The Latest: US government shutdown prompts state to step in

The Queen of Hearts tour boat circles the Statue of Liberty, Sunday, Jan. 21, 2018, in New York. The statue is closed due to the government shutdown. President Donald Trump's budget director is holding out hope that feuding Democrats and Republicans in Congress can reach a short-term spending agreement before the start of the workweek Monday, but he worries that the government shutdown could last for several more days if progress remains elusive. (AP Photo/Mark Lennihan)

US government shutdown prompts New York state to step in and pay to open the Statue of Liberty and Ellis Island for visitors; Army and Air Force bases' civilian employees uncertain about furloughs

WASHINGTON — The Latest on the impact of the federal government shutdown (all times local):

5 p.m.

A U.S. government shutdown that has forced scores of federal agencies and outposts to close their doors has prompted the New York state government to step in and pay to open the Statue of Liberty and Ellis Island for visitors.

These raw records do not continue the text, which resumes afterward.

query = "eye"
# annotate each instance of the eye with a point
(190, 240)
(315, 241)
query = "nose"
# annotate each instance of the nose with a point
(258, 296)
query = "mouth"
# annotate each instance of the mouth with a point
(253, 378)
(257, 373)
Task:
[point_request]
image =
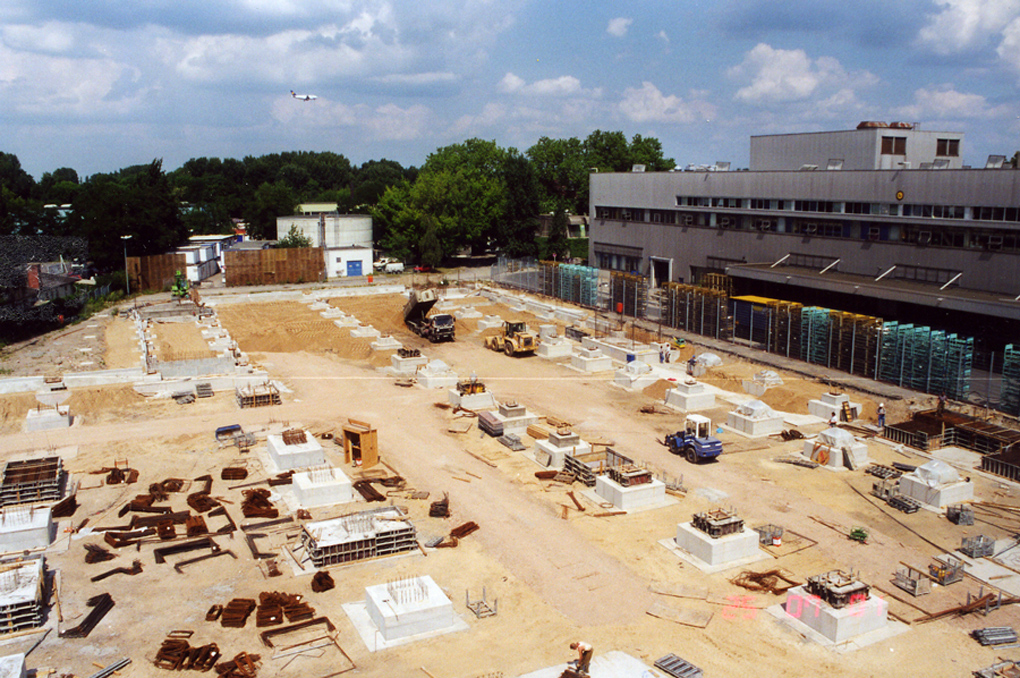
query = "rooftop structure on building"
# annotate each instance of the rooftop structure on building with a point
(882, 220)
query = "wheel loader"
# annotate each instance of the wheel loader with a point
(513, 340)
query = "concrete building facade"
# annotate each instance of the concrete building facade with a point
(874, 241)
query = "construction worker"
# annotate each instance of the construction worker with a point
(584, 650)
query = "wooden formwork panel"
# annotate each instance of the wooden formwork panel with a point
(273, 266)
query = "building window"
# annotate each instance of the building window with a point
(948, 147)
(894, 146)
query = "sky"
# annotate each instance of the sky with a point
(102, 85)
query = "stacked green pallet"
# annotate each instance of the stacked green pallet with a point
(960, 361)
(815, 334)
(1010, 399)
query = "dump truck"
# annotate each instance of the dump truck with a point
(696, 440)
(513, 340)
(439, 327)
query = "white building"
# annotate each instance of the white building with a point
(346, 239)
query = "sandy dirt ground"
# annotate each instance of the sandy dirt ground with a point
(557, 579)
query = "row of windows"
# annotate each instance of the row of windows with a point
(976, 213)
(964, 238)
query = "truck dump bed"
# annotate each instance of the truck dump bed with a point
(419, 304)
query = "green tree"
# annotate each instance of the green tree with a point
(270, 201)
(558, 245)
(294, 239)
(516, 230)
(431, 249)
(561, 173)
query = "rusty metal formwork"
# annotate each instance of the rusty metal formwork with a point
(589, 465)
(21, 586)
(257, 395)
(718, 522)
(913, 581)
(34, 480)
(838, 588)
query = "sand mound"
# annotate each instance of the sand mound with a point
(659, 388)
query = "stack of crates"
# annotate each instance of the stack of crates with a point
(547, 277)
(785, 336)
(1011, 380)
(815, 334)
(628, 292)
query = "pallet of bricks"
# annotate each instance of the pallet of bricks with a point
(854, 343)
(628, 292)
(547, 277)
(697, 309)
(784, 339)
(274, 266)
(1011, 380)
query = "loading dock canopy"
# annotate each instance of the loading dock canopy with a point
(951, 299)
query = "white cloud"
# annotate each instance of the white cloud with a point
(43, 85)
(784, 75)
(618, 27)
(51, 38)
(963, 24)
(945, 102)
(386, 122)
(563, 86)
(648, 104)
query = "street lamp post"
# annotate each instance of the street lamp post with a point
(126, 276)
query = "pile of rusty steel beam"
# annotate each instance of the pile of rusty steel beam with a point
(440, 509)
(96, 554)
(257, 505)
(242, 666)
(236, 613)
(195, 544)
(136, 568)
(322, 581)
(177, 655)
(100, 605)
(773, 581)
(273, 606)
(369, 493)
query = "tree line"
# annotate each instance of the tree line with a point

Democratic New York Gov. Andrew Cuomo (KWOH'-moh) says his state will spend $65,000 a day beginning Monday for the federal employees who operate the sites, which have been closed since the federal government shut down at midnight Friday.

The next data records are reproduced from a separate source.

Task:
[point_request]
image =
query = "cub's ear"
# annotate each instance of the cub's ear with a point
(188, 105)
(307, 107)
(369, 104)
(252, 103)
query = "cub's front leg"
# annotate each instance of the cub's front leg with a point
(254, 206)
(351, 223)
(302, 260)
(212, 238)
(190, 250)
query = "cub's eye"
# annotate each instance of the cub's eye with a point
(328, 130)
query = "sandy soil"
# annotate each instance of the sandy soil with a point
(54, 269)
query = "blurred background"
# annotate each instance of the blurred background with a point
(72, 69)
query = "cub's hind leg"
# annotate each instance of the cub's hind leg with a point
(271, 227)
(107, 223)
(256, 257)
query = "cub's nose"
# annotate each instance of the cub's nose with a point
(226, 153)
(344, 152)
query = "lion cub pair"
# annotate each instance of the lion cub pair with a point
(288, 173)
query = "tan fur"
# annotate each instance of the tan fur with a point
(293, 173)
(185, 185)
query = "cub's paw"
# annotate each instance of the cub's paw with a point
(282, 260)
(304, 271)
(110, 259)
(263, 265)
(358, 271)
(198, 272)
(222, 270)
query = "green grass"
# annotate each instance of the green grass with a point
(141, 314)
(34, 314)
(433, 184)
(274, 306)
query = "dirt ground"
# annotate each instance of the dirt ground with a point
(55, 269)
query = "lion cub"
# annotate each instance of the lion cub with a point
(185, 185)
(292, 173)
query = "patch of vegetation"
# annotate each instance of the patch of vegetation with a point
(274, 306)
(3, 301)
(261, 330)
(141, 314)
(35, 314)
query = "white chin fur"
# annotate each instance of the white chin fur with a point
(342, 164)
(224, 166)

The partial government shutdown also has created uncertainty for Army and Air Force bases' civilian employees. Civilian workers for the Department of Defense are scheduled to find out Monday if they'll be furloughed.

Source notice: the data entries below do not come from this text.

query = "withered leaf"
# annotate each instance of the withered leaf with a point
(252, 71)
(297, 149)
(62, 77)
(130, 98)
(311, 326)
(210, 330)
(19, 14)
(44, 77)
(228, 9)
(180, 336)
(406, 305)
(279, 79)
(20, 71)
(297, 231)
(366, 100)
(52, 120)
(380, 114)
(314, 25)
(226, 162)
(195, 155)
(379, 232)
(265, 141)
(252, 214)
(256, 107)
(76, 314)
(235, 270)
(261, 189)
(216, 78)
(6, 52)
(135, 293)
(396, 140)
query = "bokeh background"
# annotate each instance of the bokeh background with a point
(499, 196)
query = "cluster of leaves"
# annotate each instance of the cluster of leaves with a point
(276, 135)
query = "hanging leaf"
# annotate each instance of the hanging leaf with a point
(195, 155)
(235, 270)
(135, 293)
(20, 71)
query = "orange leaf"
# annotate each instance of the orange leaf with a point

Around the nation, union leaders say government workers are struggling with the uncertainty that comes with not knowing when or if they'll get paid.

___

12:35 a.m.

Closed attractions like the Statue of Liberty and suspended services such as the American Forces Network are examples of victims of the government shutdown.

Federal services fall into two categories during a shutdown, essential and non-essential. Essential services such as the mail and Social Security checks continue. Non-essential services like processing of new veterans benefits claims are suspended until funding is restored.

The air traffic control system stays up and running, as do the FBI, Customs and Border Protection and veterans hospitals. Active-duty troops will stay at their posts during a shutdown. But those serving abroad and expecting the American Forces Network to broadcast radio and television programming will miss the NFL playoffs.

Almost half the 2 million civilian federal workers will be barred from doing their jobs.